# ruger .44mag super black hawk scope mount.



## morganco.killa08 (Nov 10, 2008)

what is the best or is there a scope mount or bridge for the ruger super black hawk .44 mag?


----------



## Doyle (Nov 11, 2008)

The best is to get it drilled and tapped.  Weaver makes one that screws into the rear sight hole, but I couldn't get it to stay really still on my SBH.


----------



## guesswho (Nov 17, 2008)

I'm also wanting to do the same, but I'm not to fond of drilling my reciever.  Are there any other options.


----------



## Bill Mc (Nov 19, 2008)

Deercreek put a Leupold mount on mine. He did have to drill but he also used the rear sight holes.


----------



## Chute270 (Nov 19, 2008)

*Super Blackhawk*



morganco.killa08 said:


> what is the best or is there a scope mount or bridge for the ruger super black hawk .44 mag?

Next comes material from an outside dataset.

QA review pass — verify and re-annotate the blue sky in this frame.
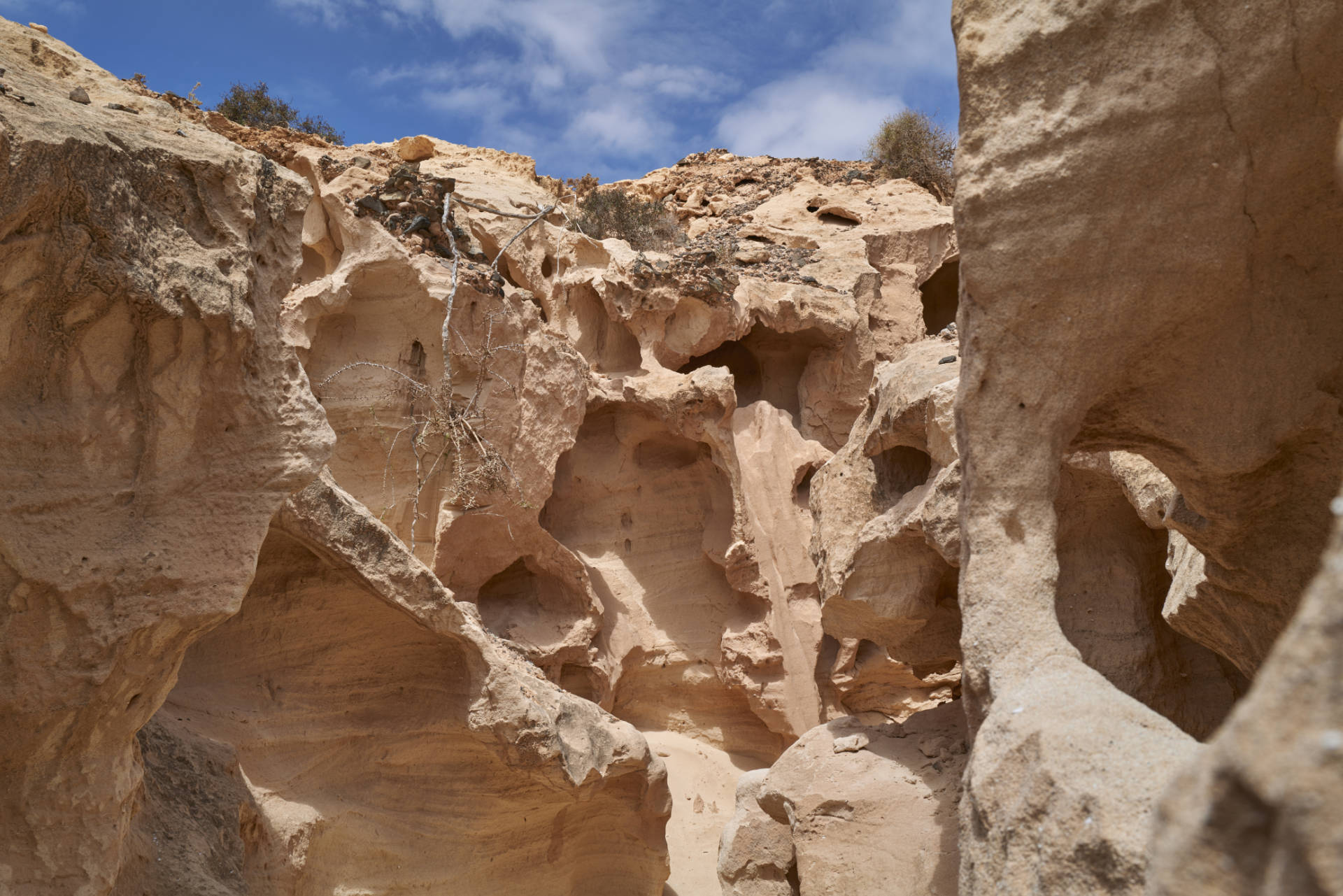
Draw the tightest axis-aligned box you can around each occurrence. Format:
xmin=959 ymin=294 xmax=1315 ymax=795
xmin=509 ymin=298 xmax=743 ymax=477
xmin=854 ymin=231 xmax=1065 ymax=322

I had a B-Square base on a Ruger Super Blackhawk once.  It worked fine and never shot loose.  No drill and tapping required.  The base utilizes the rear sight screw hole and clamps to the barrel on the front end.  I would advise using locktite on the screws.


----------



## guesswho (Nov 19, 2008)

Thanks Steve Smith, that is the one I've been Eyeballin.  Just waiting on the funds to come rollin in.  I have to many irons in the fire.


----------